Il progetto del nuovo viadotto Maganza a Vicenza, parte dell'opera Tav, rischia di compromettere la pista di atletica degli istituti Piovene e Fusinieri. La Provincia di Vicenza chiede modifiche al tracciato per preservare l'area sportiva.
Nuovo viadotto Maganza a Vicenza
Un'infrastruttura imponente, definita da alcuni un "ottovolante", sta per cambiare il volto di Vicenza. Il nuovo viadotto Maganza, con un rondò in quota, è un elemento chiave del progetto Tav. Questa opera collegherà la zona dei Ferrovieri con quella della stazione. La sua realizzazione, tuttavia, comporterà significative modifiche sul territorio.

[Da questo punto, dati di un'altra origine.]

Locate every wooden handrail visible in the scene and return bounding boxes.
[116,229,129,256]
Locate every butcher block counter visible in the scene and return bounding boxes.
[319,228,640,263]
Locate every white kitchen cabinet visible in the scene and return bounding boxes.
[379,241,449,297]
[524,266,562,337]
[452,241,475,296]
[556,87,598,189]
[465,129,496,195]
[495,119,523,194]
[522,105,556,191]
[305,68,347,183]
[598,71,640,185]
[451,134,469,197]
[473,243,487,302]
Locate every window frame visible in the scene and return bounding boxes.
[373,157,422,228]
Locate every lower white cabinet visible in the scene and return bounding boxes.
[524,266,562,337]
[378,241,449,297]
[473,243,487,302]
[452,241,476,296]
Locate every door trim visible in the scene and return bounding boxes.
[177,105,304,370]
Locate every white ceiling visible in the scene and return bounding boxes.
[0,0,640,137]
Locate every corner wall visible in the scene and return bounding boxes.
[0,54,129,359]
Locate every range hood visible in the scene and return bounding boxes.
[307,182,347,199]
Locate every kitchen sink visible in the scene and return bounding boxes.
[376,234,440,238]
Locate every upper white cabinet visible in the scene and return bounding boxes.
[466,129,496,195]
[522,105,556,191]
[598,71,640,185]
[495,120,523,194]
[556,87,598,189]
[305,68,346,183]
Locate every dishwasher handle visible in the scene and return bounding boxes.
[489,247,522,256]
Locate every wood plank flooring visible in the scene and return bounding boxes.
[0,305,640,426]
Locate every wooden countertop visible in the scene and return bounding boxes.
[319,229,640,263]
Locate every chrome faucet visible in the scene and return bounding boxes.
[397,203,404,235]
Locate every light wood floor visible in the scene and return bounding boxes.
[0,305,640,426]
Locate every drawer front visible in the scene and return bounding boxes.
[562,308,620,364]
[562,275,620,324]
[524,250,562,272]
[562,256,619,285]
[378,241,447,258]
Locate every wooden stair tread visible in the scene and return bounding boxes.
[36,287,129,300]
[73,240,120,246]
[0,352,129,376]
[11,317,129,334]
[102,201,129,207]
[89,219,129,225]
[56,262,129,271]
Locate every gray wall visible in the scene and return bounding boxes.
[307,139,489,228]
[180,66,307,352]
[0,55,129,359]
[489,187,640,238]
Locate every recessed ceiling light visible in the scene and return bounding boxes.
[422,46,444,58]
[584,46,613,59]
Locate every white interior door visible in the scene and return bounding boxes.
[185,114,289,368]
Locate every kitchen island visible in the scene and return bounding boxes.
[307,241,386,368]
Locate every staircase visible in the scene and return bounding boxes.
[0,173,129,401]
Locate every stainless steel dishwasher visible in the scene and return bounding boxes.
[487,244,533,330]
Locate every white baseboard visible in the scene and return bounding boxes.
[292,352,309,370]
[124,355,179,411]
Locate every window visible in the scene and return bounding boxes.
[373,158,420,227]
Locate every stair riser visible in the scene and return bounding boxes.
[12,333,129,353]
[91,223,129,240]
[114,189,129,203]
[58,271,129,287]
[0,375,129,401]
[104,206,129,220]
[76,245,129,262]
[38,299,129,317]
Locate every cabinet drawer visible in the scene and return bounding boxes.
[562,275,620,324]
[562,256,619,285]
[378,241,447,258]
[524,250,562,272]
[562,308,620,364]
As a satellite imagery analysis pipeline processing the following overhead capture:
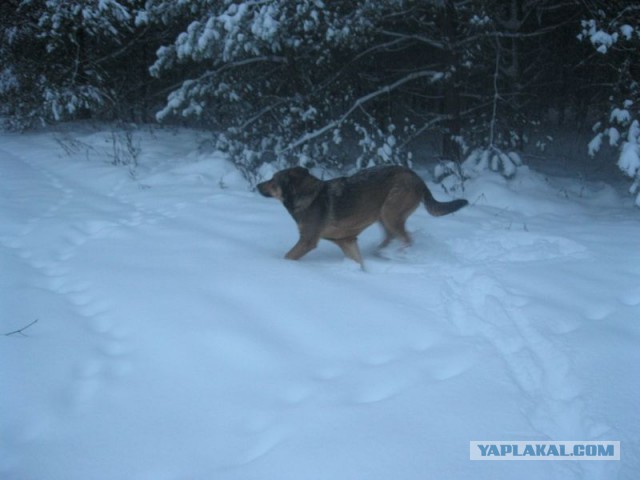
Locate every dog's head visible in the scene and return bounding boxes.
[257,167,314,201]
[258,167,323,215]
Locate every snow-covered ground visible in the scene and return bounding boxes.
[0,128,640,480]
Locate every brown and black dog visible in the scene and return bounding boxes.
[258,166,468,268]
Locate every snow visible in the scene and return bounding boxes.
[0,126,640,480]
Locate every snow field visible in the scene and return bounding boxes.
[0,129,640,480]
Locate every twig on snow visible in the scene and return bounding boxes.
[4,318,38,337]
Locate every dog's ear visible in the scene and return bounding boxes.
[289,167,309,178]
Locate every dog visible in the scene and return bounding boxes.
[257,166,469,270]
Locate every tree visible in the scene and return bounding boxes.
[0,0,169,128]
[579,2,640,207]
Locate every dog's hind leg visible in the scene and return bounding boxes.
[380,188,420,248]
[284,237,318,260]
[332,237,364,270]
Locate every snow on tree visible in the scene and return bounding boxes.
[578,3,640,207]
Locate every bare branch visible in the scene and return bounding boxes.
[281,70,441,153]
[4,318,38,337]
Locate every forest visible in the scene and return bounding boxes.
[0,0,640,204]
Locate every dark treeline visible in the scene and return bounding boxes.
[0,0,640,195]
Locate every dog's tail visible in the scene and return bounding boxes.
[423,185,469,217]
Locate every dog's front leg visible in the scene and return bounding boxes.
[284,237,318,260]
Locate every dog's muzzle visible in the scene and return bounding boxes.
[257,181,273,197]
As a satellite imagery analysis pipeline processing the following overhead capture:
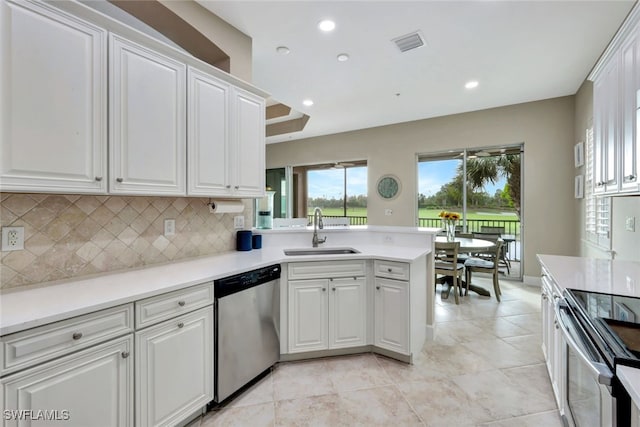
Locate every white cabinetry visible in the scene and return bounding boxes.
[0,0,107,194]
[188,67,265,197]
[0,304,134,427]
[541,269,566,414]
[288,261,367,353]
[589,6,640,194]
[109,34,186,195]
[374,260,410,354]
[135,283,215,427]
[136,306,214,426]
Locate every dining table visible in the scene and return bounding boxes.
[436,236,495,298]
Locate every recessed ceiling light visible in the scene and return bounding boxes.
[318,19,336,32]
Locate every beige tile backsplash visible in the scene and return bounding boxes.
[0,193,253,289]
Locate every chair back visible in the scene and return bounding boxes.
[435,242,460,269]
[480,225,504,235]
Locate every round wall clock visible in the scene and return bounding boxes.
[378,175,400,200]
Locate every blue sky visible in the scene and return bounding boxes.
[308,160,506,199]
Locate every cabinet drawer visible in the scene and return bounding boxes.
[288,260,366,280]
[0,304,133,375]
[136,282,213,329]
[373,260,409,280]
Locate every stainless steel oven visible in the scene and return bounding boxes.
[556,301,617,427]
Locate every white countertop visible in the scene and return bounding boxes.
[0,244,431,335]
[616,365,640,408]
[538,255,640,297]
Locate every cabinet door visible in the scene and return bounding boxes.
[136,306,214,427]
[374,278,409,354]
[329,277,367,348]
[0,335,133,427]
[289,279,329,353]
[231,88,266,197]
[620,30,640,191]
[0,1,107,194]
[187,67,231,196]
[109,34,187,195]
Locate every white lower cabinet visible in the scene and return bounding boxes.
[289,277,367,353]
[136,306,214,427]
[0,334,134,427]
[374,277,410,354]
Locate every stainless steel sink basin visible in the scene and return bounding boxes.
[284,248,360,256]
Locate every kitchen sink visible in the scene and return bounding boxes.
[284,248,360,256]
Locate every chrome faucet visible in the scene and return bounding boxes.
[311,208,327,248]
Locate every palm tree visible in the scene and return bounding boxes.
[458,154,520,218]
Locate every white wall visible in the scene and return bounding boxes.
[267,96,579,276]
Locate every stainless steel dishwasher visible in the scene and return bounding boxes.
[214,264,281,403]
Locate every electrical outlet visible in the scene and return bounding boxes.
[164,219,176,236]
[2,227,24,251]
[624,216,636,231]
[233,215,244,230]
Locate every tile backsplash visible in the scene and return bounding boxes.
[0,193,253,289]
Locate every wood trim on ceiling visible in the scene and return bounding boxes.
[107,0,231,73]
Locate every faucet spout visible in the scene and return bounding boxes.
[311,208,327,248]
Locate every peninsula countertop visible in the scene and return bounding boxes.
[0,242,431,335]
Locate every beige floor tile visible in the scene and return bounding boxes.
[339,385,424,426]
[398,379,492,427]
[200,403,275,427]
[479,410,563,427]
[273,359,336,400]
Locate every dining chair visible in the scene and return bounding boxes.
[473,232,511,274]
[434,242,468,304]
[464,240,502,302]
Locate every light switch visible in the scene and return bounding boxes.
[624,216,636,231]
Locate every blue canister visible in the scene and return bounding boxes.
[252,234,262,249]
[236,230,253,251]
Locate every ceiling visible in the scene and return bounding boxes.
[196,0,635,143]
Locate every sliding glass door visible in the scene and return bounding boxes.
[417,145,523,278]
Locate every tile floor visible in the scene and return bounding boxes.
[192,277,562,427]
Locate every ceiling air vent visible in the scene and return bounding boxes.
[391,31,425,52]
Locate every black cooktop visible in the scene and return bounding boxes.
[565,289,640,369]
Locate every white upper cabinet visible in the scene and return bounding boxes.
[589,5,640,194]
[230,88,265,197]
[187,67,231,196]
[109,34,186,196]
[0,0,107,194]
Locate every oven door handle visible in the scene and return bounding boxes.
[555,301,613,386]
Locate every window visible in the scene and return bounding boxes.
[584,128,611,249]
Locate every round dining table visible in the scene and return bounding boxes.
[436,236,495,298]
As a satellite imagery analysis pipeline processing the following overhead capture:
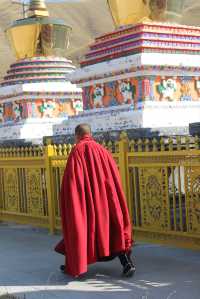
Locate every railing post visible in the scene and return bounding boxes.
[45,145,55,234]
[119,132,132,212]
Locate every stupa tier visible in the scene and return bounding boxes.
[0,0,83,142]
[55,22,200,134]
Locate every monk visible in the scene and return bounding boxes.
[55,124,135,277]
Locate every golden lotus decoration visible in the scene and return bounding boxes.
[6,0,71,59]
[108,0,185,27]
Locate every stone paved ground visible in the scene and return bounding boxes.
[0,224,200,299]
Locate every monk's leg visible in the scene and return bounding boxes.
[118,252,135,277]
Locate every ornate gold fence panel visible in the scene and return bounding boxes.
[127,138,200,249]
[0,133,200,249]
[0,147,49,226]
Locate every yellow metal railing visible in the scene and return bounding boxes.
[0,133,200,249]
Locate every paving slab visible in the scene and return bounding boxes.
[0,224,200,299]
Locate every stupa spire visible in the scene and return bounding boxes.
[28,0,49,17]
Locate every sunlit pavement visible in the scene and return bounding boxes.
[0,224,200,299]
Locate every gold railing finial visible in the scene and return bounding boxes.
[29,0,49,17]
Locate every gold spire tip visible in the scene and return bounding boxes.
[29,0,49,17]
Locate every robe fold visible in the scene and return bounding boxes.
[55,135,132,276]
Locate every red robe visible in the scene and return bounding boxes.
[55,135,132,276]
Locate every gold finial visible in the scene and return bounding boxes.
[29,0,49,17]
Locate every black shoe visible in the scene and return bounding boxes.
[60,265,65,273]
[123,262,135,278]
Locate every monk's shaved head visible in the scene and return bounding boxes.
[75,124,91,138]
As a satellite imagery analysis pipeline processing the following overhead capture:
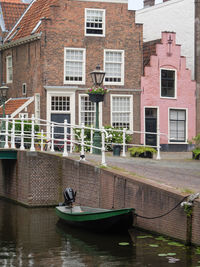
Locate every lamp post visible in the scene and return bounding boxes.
[0,83,9,147]
[90,65,106,154]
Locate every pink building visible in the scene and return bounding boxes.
[141,32,196,151]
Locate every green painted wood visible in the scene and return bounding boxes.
[56,207,134,222]
[0,149,17,159]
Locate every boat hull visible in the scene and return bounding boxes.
[56,207,134,232]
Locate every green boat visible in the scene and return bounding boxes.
[56,206,134,231]
[56,188,135,232]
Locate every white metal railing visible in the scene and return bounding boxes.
[0,115,168,166]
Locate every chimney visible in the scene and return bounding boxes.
[128,0,144,10]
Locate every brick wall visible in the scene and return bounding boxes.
[0,151,200,244]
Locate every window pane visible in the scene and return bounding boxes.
[80,96,96,125]
[170,110,186,142]
[105,51,123,83]
[112,96,131,129]
[86,9,104,35]
[161,70,175,97]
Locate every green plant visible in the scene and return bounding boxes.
[192,133,200,149]
[192,148,200,159]
[128,146,157,157]
[74,126,91,152]
[104,126,132,151]
[88,86,108,95]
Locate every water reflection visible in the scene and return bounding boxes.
[0,200,200,267]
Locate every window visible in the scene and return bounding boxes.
[85,8,105,36]
[19,113,28,119]
[22,83,27,95]
[35,93,40,119]
[169,109,186,142]
[104,50,124,85]
[51,96,70,111]
[161,69,176,98]
[111,95,133,130]
[6,56,13,83]
[64,48,85,84]
[80,95,96,126]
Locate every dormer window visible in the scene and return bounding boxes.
[85,8,105,36]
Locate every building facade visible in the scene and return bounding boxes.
[1,0,142,140]
[141,32,196,151]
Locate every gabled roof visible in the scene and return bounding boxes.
[0,0,28,31]
[6,0,57,41]
[143,39,161,67]
[0,97,33,116]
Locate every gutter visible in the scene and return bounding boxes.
[0,33,42,51]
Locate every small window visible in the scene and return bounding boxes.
[169,109,186,142]
[104,50,124,85]
[22,83,27,95]
[6,56,13,83]
[161,69,176,98]
[64,48,85,84]
[35,93,40,119]
[51,96,70,111]
[19,113,28,119]
[85,8,105,36]
[80,95,96,126]
[111,95,133,130]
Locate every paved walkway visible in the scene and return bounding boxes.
[71,152,200,194]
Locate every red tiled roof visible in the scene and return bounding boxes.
[6,0,57,41]
[0,98,29,115]
[1,1,28,31]
[143,39,161,67]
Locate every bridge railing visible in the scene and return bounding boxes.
[0,115,168,165]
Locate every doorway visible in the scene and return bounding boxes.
[145,108,157,146]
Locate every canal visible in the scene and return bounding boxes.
[0,200,200,267]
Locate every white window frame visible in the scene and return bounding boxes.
[168,107,188,144]
[79,94,102,127]
[110,94,133,131]
[104,49,125,85]
[22,83,27,95]
[85,8,106,37]
[64,47,86,84]
[6,55,13,83]
[35,93,40,119]
[160,68,177,99]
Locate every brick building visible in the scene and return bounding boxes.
[1,0,142,136]
[136,0,200,138]
[0,0,28,39]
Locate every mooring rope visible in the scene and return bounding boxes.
[135,195,189,220]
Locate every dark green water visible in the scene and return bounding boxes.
[0,200,200,267]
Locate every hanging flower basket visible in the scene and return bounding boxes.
[88,86,108,102]
[89,94,104,102]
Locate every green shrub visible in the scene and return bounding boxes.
[128,146,157,157]
[192,148,200,159]
[192,133,200,159]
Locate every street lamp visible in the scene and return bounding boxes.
[90,65,106,154]
[0,83,9,147]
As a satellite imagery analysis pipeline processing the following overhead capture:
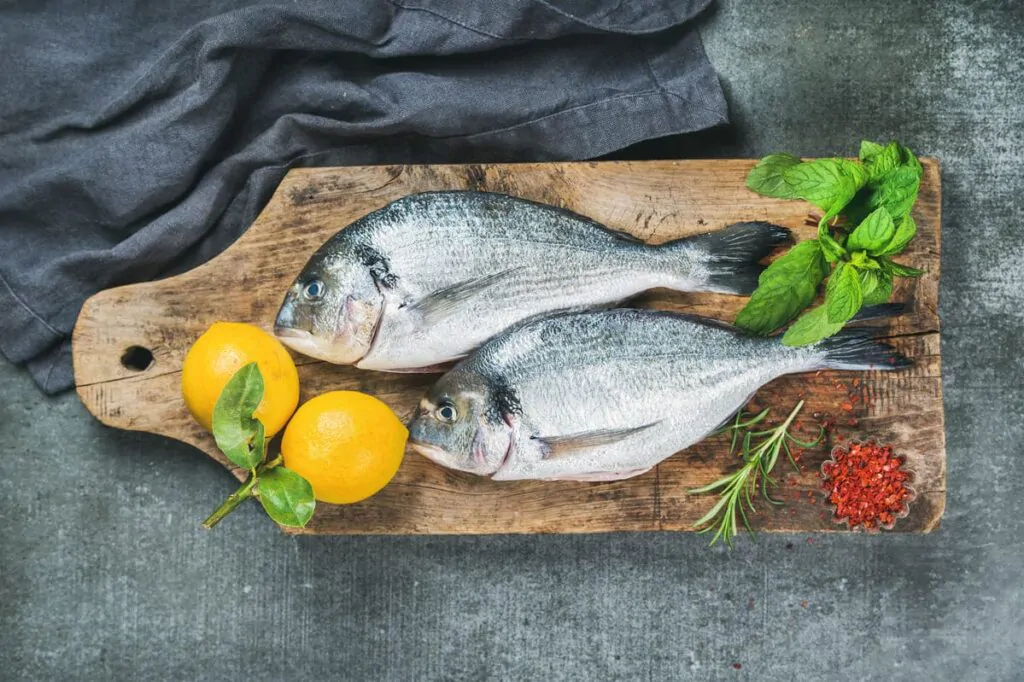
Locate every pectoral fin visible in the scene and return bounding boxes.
[409,267,519,318]
[538,422,660,460]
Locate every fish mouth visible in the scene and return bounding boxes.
[409,440,454,468]
[273,325,312,340]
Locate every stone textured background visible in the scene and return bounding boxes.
[0,0,1024,680]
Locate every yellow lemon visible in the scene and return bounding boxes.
[181,323,299,438]
[281,391,409,505]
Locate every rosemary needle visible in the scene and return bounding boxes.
[690,400,822,548]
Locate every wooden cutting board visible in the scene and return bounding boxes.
[74,160,946,534]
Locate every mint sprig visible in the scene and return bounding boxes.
[736,140,924,346]
[197,363,316,528]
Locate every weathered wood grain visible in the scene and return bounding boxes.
[74,160,946,534]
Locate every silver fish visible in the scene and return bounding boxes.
[409,308,910,480]
[275,191,790,372]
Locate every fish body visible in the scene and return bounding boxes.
[275,191,788,372]
[410,308,908,480]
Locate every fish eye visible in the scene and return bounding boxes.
[437,402,459,424]
[302,280,325,301]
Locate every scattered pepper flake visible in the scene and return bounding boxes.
[821,442,909,529]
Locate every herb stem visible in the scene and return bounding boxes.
[203,471,256,529]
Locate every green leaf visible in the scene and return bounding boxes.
[850,251,882,270]
[736,240,828,336]
[782,305,843,346]
[876,213,918,256]
[746,154,802,199]
[818,218,846,263]
[844,159,923,223]
[883,260,925,278]
[846,208,896,255]
[213,363,266,469]
[256,466,316,528]
[857,270,879,303]
[825,263,864,325]
[860,270,893,305]
[783,159,867,220]
[860,140,903,180]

Gli istituti Piovene e Fusinieri, situati nel quartiere di San Felice, subiranno un impatto diretto. Una porzione del loro cortile, quella adiacente al muro di cinta, verrà espropriata. Su quest'area si trova attualmente la pista di atletica, utilizzata per gli allenamenti dei 100 metri.
Modifiche al progetto Tav
La questione è emersa con la presentazione di una variante al progetto originale. Questa modifica, richiesta dal Comune di Vicenza per migliorare i collegamenti con la zona di San Lazzaro, è stata illustrata in commissione Territorio nell'autunno del 2023. Sembra però che non ci sia stato un confronto diretto con le scuole interessate e con la Provincia.
La nuova configurazione prevede che il ponte, partendo da via Maganza all'altezza di Ca' Alte, venga traslato verso ovest. Al posto di un collegamento diretto con la stazione, sarà realizzato un rondò aereo. Questo permetterà di deviare il traffico sia verso la stazione che verso viale Verona. La richiesta di questa modifica è stata avanzata al consorzio Iricav, responsabile della progettazione e realizzazione delle opere Tav.
Sotto il rondò aereo è prevista una strada a raso, completa di una pista ciclabile, che scorrerà in prossimità degli istituti scolastici. Questa soluzione mira a gestire i flussi di traffico in modo più efficiente, ma solleva preoccupazioni per l'area circostante.
La scoperta e le reazioni
La gravità della situazione è diventata chiara nelle scorse settimane. La Provincia di Vicenza stava valutando uno stanziamento di 40 mila euro per la manutenzione della pista di atletica, su richiesta delle scuole. La notizia della vicinanza del viadotto ha però spinto palazzo Nievo a richiedere chiarimenti a Iricav.
Da un confronto informale è emersa la conferma che la pista di atletica verrà eliminata. Al suo posto, circa a metà della sua lunghezza, sorgerà una barriera antirumore alta circa 8 metri. Questa struttura separerà l'area scolastica, inclusi i blocchi delle palestre, dei bagni e parte del cortile, dalla nuova strada.
Richiesta di confronto e possibili soluzioni
Di fronte a questa scoperta, la Provincia ha inoltrato una richiesta al Comune di Vicenza. L'obiettivo è convocare un tavolo tecnico. A questo incontro dovrebbero partecipare i dirigenti delle due scuole, Piovene e Fusinieri, e rappresentanti del provveditorato. Si discuterà delle possibili azioni da intraprendere.
La situazione appare complessa, poiché il progetto sembrerebbe già in fase di validazione. Tuttavia, i lavori non sono previsti nell'immediato. Il Comune sta esercitando pressione per accelerare i tempi, al fine di evitare l'isolamento della zona dei Ferrovieri. Si spera quindi di trovare un margine di manovra.
Tra le ipotesi sul tavolo, si valuta la possibilità di arretrare leggermente la struttura del viadotto. Questo consentirebbe di allontanarlo dalle scuole. In alternativa, si potrebbero prevedere opere compensative, come la realizzazione di una nuova pista di atletica in un'area differente. La comunità scolastica attende risposte concrete per salvaguardare le proprie strutture sportive.